Volatile organic compounds (VOCs) together with nitrogen oxides contribute to the formation of ground-level ozone as well as PM_2.5 pollution through secondary organic aerosol formation, with adverse effects on human health and environment. Researchers have mainly focused on quantifying VOC emissions from plant canopies and their controls, leading to improvements in atmospheric chemistry models (Jimenez et al., 2009). However, much less attention has been spent on quantifying dry deposition of primary and secondary VOCs to surfaces, with most models often using deposition rates extrapolated from SO₂ (as a proxy of a water-soluble gas of limited reactivity) and O₃ (as a proxy of an insoluble reactive gas), making uncertain assumptions on the relative behaviour of key VOCs (Wesely, 2007). To address this, we conducted the first systematic, measurement-based investigation into VOC dry deposition as part of the ‘Dry Deposition Processes of VOCs’ project funded by Natural Environment Research Council. The overarching aim of the study was to reduce uncertainty in atmospheric chemistry models by developing parameterisations for the dry deposition of VOCs. The preliminary results of our laboratory study on plant fumigation with methacrolein (MACR), among other selected VOCs, are presented here.
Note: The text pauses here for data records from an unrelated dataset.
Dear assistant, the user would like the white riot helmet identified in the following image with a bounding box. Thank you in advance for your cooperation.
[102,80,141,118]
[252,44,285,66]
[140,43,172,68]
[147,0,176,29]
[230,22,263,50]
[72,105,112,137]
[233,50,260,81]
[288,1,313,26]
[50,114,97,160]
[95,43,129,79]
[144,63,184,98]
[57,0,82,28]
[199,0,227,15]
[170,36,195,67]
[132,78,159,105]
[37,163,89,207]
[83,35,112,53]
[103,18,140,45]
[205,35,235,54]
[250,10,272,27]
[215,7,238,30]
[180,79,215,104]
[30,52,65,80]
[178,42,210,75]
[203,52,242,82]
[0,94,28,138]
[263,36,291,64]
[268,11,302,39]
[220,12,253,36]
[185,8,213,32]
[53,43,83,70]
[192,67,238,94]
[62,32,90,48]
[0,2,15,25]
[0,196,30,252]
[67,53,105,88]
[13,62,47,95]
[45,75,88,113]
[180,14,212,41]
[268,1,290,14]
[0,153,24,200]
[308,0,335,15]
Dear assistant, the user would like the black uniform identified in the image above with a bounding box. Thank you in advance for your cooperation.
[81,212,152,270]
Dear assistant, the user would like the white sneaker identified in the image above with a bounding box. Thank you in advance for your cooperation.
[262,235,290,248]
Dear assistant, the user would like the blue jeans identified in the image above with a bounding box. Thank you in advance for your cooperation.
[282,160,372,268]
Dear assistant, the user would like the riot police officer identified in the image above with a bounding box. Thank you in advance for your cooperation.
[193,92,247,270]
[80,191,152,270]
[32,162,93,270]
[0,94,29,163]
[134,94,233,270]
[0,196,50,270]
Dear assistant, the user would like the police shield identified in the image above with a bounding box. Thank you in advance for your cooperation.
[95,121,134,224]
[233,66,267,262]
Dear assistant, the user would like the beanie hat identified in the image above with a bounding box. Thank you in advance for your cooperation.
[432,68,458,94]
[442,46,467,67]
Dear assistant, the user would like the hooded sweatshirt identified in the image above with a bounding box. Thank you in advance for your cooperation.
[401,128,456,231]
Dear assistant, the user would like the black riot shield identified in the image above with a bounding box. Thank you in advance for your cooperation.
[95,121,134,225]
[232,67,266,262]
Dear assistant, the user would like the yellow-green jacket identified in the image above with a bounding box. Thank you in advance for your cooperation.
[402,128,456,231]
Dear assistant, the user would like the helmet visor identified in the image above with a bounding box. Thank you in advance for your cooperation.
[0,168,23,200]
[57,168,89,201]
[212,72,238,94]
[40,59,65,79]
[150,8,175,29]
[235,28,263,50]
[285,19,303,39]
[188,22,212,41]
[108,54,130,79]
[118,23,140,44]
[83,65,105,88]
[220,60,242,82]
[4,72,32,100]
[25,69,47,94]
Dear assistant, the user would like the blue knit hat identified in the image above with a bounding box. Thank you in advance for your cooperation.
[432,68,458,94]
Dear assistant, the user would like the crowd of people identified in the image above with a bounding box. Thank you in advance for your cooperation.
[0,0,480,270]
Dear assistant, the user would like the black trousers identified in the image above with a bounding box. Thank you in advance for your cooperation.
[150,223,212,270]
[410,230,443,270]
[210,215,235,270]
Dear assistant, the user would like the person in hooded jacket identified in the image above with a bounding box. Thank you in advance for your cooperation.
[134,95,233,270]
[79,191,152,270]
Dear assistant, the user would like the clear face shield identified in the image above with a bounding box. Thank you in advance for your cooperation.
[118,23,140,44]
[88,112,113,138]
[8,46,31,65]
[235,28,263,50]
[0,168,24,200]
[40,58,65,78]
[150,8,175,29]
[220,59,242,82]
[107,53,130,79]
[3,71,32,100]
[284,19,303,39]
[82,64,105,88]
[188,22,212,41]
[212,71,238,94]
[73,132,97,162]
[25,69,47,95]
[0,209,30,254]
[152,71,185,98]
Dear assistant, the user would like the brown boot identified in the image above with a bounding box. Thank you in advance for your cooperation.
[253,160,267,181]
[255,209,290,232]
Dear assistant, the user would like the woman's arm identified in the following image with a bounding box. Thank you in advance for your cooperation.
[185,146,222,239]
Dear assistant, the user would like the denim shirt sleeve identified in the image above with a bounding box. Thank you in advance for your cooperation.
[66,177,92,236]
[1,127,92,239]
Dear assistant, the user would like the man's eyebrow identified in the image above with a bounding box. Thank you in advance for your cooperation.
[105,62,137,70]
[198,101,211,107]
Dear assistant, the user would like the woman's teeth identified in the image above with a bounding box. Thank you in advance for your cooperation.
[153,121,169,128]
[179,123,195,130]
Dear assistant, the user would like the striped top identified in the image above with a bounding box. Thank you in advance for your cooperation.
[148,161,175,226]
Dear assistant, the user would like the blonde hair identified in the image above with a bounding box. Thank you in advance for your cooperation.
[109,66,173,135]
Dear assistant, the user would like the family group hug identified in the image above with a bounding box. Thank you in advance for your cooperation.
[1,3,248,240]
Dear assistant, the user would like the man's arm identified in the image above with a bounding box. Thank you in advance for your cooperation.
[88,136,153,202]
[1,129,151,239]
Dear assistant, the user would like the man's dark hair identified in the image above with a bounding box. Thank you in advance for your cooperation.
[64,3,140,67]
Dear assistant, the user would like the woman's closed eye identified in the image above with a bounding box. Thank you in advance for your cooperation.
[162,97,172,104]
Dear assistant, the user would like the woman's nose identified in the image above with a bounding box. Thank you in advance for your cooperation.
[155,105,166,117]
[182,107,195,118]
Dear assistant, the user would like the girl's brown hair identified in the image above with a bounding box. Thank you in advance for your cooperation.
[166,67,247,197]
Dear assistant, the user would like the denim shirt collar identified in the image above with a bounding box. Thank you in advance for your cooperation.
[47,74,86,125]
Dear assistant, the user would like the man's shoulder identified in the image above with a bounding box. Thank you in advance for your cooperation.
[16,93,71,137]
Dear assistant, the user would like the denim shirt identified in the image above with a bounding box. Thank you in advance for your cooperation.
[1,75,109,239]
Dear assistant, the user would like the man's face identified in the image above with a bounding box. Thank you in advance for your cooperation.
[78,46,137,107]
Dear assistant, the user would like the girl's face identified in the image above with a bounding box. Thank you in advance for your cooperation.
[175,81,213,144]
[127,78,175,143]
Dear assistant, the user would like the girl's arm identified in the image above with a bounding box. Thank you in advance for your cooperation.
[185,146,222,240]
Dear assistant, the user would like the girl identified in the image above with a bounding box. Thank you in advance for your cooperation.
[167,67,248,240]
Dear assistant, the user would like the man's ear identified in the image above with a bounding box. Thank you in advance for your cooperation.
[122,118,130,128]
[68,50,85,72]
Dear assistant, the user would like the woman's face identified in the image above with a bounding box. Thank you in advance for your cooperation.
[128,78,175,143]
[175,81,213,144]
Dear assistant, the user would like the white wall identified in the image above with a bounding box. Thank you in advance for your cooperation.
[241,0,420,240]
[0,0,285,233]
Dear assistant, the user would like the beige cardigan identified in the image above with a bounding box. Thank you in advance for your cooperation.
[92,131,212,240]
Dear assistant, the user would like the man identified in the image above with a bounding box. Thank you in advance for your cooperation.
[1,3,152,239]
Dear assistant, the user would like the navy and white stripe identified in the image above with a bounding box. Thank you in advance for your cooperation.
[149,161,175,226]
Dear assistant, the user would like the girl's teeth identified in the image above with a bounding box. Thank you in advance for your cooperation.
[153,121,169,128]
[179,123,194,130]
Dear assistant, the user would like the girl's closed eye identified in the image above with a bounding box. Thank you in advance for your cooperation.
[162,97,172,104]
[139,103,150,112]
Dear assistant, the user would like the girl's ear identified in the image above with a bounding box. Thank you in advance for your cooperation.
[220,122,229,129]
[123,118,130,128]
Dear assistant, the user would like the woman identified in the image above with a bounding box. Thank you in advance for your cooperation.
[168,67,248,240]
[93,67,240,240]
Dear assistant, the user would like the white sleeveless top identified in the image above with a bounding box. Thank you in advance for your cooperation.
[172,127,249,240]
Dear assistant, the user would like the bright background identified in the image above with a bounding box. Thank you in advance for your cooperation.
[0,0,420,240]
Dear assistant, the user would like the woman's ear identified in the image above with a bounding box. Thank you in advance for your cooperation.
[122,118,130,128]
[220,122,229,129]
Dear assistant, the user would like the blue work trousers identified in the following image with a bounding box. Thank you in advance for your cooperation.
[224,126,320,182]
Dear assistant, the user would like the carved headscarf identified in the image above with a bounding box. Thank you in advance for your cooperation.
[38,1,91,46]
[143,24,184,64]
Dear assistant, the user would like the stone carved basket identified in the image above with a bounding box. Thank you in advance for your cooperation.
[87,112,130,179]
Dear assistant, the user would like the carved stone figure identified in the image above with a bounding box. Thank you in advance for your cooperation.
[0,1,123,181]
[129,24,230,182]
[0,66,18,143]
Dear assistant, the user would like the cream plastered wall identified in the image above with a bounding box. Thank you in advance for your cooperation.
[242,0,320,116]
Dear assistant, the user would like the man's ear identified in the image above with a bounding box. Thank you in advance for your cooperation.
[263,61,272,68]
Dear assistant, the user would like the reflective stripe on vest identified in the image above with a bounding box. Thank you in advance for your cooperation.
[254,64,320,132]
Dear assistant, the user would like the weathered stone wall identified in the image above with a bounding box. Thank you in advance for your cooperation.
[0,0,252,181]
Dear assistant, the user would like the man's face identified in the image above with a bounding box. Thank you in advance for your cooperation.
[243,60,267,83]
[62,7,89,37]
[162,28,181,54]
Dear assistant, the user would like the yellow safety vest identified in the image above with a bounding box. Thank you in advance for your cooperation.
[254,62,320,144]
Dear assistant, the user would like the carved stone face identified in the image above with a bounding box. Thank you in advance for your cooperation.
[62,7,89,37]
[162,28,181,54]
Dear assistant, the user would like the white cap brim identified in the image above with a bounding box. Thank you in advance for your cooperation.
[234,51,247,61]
An automated dynamic gas-exchange chamber system was developed to expose test plants to specific VOCs at various concentrations under controlled conditions. Overall, six plant species (see below) were tested with each experiment lasting four days: one day to observe background emissions and three days with VOC fumigation at 20, 15 and 10 °C. Three levels of relative humidity (RH) were applied during day and night times, being fumigated with five concentrations of VOCs within each RH level. In total, eleven VOCs were selected for fumigation: water-insoluble (isoprene, benzene, toluene, xylene, a-pinene) and water-soluble (methanol, acetonitrile, acetaldehyde, acetone, acetic acid and MACR). VOCs were measured using a proton transfer reaction instrument equipped with time-of-flight mass spectrometer (PTR-Qi-TOF). Fluxes were calculated based on concentration difference between blank and measurement chambers and then normalized by the corresponding plant leaf area indices.

MACR appears to be ‘valuable’ VOC to study dry deposition as it is not typically emitted by plants but is an important first-order product of isoprene oxidation in the atmosphere. Nevertheless, minor MACR emissions have been reported, suggesting that oxidation may also take place within leaves (Fares et al., 2015).   
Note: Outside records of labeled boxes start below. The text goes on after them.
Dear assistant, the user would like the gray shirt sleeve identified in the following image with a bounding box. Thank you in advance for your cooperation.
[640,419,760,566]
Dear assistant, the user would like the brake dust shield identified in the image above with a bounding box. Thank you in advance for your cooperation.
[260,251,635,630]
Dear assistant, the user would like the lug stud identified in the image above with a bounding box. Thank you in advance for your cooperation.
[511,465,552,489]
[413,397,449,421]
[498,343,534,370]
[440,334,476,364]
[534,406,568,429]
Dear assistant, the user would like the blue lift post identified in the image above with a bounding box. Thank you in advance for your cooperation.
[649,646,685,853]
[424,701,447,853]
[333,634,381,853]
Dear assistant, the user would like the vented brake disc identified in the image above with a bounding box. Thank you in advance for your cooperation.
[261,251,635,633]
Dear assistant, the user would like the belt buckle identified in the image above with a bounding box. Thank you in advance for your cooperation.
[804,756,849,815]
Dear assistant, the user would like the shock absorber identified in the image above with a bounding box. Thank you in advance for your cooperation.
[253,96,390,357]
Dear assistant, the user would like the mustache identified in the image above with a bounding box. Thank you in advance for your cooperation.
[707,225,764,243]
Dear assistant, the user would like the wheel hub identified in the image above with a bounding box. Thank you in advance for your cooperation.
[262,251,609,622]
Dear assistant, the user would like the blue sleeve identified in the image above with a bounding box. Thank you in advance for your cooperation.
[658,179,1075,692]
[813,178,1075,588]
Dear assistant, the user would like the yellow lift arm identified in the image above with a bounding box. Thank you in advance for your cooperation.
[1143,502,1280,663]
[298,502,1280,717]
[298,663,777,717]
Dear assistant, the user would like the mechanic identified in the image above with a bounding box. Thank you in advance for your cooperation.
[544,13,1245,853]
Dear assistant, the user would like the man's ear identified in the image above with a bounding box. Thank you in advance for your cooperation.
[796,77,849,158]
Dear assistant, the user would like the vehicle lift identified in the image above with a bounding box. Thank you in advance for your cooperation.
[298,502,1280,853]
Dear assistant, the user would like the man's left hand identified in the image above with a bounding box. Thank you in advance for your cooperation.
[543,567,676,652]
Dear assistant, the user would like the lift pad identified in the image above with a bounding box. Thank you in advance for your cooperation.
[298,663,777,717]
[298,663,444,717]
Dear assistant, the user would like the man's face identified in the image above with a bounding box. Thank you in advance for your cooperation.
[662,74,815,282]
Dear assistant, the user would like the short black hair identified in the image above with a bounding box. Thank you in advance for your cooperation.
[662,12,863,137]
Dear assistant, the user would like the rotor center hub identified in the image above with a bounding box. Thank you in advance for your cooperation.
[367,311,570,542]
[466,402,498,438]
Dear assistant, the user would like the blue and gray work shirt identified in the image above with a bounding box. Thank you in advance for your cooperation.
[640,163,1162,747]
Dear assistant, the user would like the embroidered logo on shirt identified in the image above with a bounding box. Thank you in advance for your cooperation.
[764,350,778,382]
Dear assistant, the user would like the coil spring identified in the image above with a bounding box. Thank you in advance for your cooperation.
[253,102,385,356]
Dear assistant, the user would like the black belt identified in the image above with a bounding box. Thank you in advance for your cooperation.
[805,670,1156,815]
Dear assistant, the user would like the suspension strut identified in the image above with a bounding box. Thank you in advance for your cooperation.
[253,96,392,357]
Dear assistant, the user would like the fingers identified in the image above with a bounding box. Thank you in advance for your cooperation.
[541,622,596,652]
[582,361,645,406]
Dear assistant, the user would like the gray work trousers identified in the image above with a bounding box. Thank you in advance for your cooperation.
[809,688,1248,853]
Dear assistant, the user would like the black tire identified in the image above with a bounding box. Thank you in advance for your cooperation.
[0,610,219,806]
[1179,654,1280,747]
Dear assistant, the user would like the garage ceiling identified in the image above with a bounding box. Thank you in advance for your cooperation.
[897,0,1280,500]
The deposition velocity of MACR was found to increase with RH, and larger deposition velocities were consistently observed during the daytime compared to the night. This diurnal dependence indicates either stomatal control or photochemical processes, or a combination of the two, were present under daylight conditions. However, this varied substantially across tested plants being ranked in the following order Pinus sylvestris > Hedera sp. > Picea glauca > Betula sp. > Tsuga heterophylla > Ilex aquifolium. At all times, MACR compensation points were found to be negligible (near zero) or even negative, suggesting minor or no impact on deposition rates.

These findings are enhancing our understanding of VOC deposition and will inform the development of new parameterizations for atmospheric chemistry models.